A single-server flush request is executed through the SharePoint browser UI on the ObjectCacheSettings.aspx application page. The relevant portion of that page appears below:
A request that is made through the ObjectCacheSettings.aspx page results in a direct call to the BlobCache object servicing the associated IIS site (and working folder) on the server receiving the postback (flush) request. Once the FlushCache call is made, the BlobCache carries out the flush as previously described.

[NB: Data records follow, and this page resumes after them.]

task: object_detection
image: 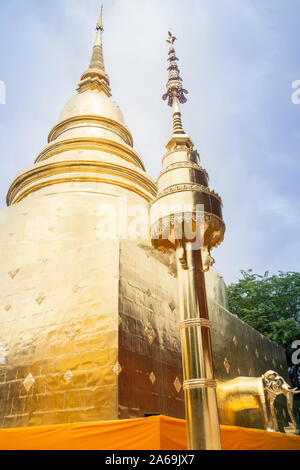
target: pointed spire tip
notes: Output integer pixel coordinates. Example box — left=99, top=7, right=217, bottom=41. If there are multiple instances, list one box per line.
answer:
left=96, top=4, right=104, bottom=31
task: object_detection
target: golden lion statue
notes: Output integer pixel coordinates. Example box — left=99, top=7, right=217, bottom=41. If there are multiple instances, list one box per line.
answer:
left=217, top=370, right=300, bottom=434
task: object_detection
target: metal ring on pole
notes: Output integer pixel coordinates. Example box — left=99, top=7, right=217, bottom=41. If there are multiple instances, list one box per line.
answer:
left=183, top=379, right=217, bottom=390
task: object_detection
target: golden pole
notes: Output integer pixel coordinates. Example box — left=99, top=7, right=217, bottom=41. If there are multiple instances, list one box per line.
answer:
left=178, top=243, right=221, bottom=450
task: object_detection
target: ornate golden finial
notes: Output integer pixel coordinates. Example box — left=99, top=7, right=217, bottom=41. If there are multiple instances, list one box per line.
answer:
left=78, top=5, right=111, bottom=96
left=96, top=5, right=104, bottom=31
left=163, top=31, right=188, bottom=106
left=167, top=31, right=177, bottom=45
left=163, top=31, right=188, bottom=134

A farm-wide flush request, on the other hand, is carried out in a very different fashion. The following is a section of the BlobCacheFarmFlush.aspx page from the BlobCacheFarmFlush solution:
A farm-wide flush is executed by incrementing a custom property value (named blobcacheflushcount) on the target site collection’s parent SPWebApplication. A change in this property value propagates to all servers since the affected SPWebApplication.Properties collection is updated and maintained in the SharePoint farm configuration database. Each BlobCache object servicing a site collection under the affected SPWebApplication picks up the property change and carries out a flush on the working folder it is responsible for managing.
Request Mechanism Impact on Flush Process
As you might expect, the choice of flush request mechanism (single-server versus farm-wide) has a profound effect on what actually happens during the flush process.

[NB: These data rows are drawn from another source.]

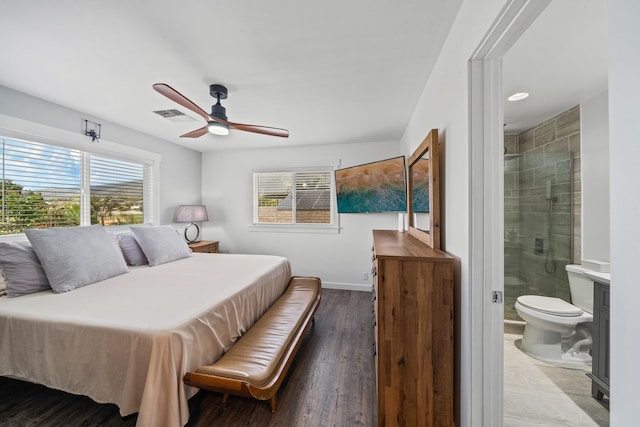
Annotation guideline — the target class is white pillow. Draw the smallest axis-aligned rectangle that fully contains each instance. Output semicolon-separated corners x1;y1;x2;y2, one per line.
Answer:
25;225;129;293
129;225;191;266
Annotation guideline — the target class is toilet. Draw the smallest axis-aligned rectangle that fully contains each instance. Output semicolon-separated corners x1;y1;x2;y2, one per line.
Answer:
515;265;593;364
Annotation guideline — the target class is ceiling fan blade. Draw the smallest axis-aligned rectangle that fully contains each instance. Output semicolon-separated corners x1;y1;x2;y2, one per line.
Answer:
153;83;211;122
226;120;289;138
180;126;209;138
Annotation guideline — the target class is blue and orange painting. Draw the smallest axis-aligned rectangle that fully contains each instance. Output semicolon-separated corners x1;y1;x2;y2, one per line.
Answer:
335;156;407;213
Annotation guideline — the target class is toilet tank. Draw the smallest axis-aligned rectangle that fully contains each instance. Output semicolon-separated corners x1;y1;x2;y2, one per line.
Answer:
566;264;593;314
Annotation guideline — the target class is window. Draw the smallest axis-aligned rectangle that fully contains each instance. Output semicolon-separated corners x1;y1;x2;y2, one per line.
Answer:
0;136;153;234
253;168;337;232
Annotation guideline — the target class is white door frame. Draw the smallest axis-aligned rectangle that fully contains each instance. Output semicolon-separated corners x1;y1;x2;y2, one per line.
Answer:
462;0;551;427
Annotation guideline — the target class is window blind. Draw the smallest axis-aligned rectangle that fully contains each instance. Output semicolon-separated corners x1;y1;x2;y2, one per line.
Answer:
254;170;334;225
0;137;152;234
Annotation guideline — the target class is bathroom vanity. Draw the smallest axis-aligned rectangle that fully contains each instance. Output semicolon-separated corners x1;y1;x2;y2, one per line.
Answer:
586;272;610;400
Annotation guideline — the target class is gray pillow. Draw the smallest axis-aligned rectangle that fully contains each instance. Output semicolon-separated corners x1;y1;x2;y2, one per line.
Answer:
129;225;191;266
25;225;129;293
116;233;149;265
0;242;51;297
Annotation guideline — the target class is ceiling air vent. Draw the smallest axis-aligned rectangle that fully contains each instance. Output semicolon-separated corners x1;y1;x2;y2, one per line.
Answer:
154;110;195;122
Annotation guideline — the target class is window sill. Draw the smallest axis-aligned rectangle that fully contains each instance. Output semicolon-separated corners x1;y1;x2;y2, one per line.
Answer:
249;224;340;234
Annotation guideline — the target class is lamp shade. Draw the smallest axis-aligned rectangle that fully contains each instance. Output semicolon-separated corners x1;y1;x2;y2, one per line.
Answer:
176;205;209;222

Consider a MOSS farm that has two WFEs (MOSSWFE1 and MOSSWFE2) serving up page requests for a single site collection. The site collection is exposed through an IIS web site on each server with a URL of http://internal.samplesite.com, and this URL is associated with the default web application. The site collection is also exposed through a web application that has been extended to the Internet zone, and its IIS site has a URL of http://www.samplesite.com. BLOB caching is enabled on both servers for each of the two IIS web sites, so a total of four working folders (2 servers * 2 sites) are in-play for BLOB caching purposes. A (simplified) visual representation looks something like this:
Each of the aforementioned IIS web sites is represented by circled numbers 1 through 4 in the diagram above, while the configuration database is represented by a circled number 5; I’ll be referring to these (numbers) in the descriptions that follow. Pay attention, too, to the IDs for each of the two IIS sites on each server (748546212 for the Internet zone and 1553899298 for the default zone).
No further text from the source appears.